Research Assistant University of New England north berwick, Maine, United States
Disclosure(s):
Samantha Willey: No financial relationships to disclose
Introduction/Rationale: HIV neuropathy is the most common neurological complication of HIV infection. We previously demonstrated that doxycycline inducible HIV Tat transgenic (iTat) mice display neuropathy-like behaviors following Tat induction. RNA profiling study via NanoString and qRT-PCR with the lumbar spinal cord of iTat mice indicated a Tat-induced upregulation of arachidonate 12-lipoxygenase (Alox 12) comparing to PBS-treated controls. Alox12 metabolizes arachidonic acid to generate proinflammatory lipid mediators. To further examine the role of Alox12 in Tat neuropathy, we assessed the expression of Alox12 in lumbar spinal cord at the protein level.

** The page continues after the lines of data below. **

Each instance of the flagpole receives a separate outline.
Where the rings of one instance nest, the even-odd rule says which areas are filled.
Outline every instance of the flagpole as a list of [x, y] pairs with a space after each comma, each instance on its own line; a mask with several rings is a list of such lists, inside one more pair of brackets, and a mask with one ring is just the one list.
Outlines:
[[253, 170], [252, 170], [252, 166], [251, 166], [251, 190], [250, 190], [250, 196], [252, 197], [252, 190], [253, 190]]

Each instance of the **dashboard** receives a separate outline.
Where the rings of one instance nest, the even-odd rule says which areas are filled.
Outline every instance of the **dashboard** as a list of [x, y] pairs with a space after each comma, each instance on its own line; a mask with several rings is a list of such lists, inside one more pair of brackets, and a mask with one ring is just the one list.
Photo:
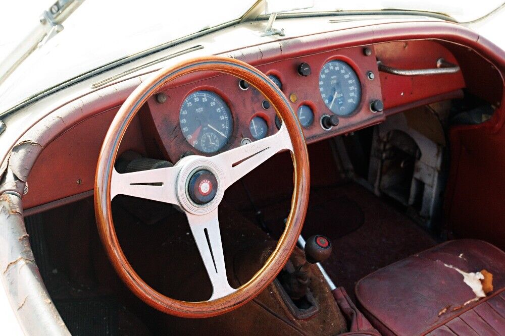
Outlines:
[[[288, 97], [308, 142], [384, 120], [373, 48], [307, 53], [256, 67]], [[156, 146], [174, 161], [254, 142], [276, 132], [281, 123], [248, 83], [209, 72], [170, 85], [147, 104], [143, 124], [156, 129], [144, 134], [159, 135]]]
[[[225, 54], [256, 67], [280, 88], [309, 144], [379, 124], [413, 107], [461, 97], [464, 88], [491, 95], [490, 101], [501, 96], [491, 89], [499, 91], [501, 87], [492, 85], [499, 78], [485, 72], [481, 58], [470, 58], [473, 53], [456, 44], [411, 40], [336, 48], [319, 42], [286, 42], [282, 52], [262, 45], [261, 52], [257, 46]], [[290, 46], [296, 50], [290, 51]], [[466, 69], [477, 67], [490, 84], [471, 78], [466, 83], [462, 72], [401, 76], [379, 72], [377, 65], [380, 60], [400, 69], [433, 68], [440, 58]], [[471, 62], [463, 63], [467, 59]], [[27, 213], [50, 202], [91, 195], [99, 149], [122, 101], [90, 110], [89, 118], [44, 147], [28, 177], [30, 192], [23, 198], [24, 208], [31, 209]], [[149, 98], [128, 127], [120, 152], [134, 150], [172, 162], [192, 154], [215, 155], [276, 132], [280, 121], [268, 103], [240, 79], [215, 72], [190, 74]], [[67, 169], [48, 175], [55, 166]]]

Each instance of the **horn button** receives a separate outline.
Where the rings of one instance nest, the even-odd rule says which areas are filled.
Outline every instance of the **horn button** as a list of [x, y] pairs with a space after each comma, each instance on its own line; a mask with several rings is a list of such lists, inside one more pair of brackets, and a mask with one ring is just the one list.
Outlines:
[[208, 170], [198, 171], [189, 179], [188, 193], [191, 200], [197, 204], [205, 204], [216, 196], [218, 181]]

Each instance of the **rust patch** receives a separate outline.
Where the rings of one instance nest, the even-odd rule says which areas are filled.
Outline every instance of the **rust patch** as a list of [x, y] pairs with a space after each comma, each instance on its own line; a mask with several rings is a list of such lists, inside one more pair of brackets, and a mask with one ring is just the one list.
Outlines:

Methods: iTat mice were injected daily with doxycycline for 14 days to induce Tat expression. Lumbar spinal cord tissues were collected at days 0, 3, 7, 14, 21, 28, and 35 following Tat induction and processed for immunohistochemistry (IHC).
Results: Alox12 was found to be co-localized primarily with neuronal marker NeuN rather than astrocyte marker glial fibrillary acidic protein (GFAP) or microglial marker CD11b. Similar to RNA levels, Tat induced an increase in the number of Alox12+ cell within the spinal cord dorsal horn area that returned to baseline 35 days post the initiation of Tat induction. No sex differences were detected at this time.
Conclusion: Our current results support the potential contribution of Alox12-mediated inflammation to Tat-associated neuropathy-like behaviors.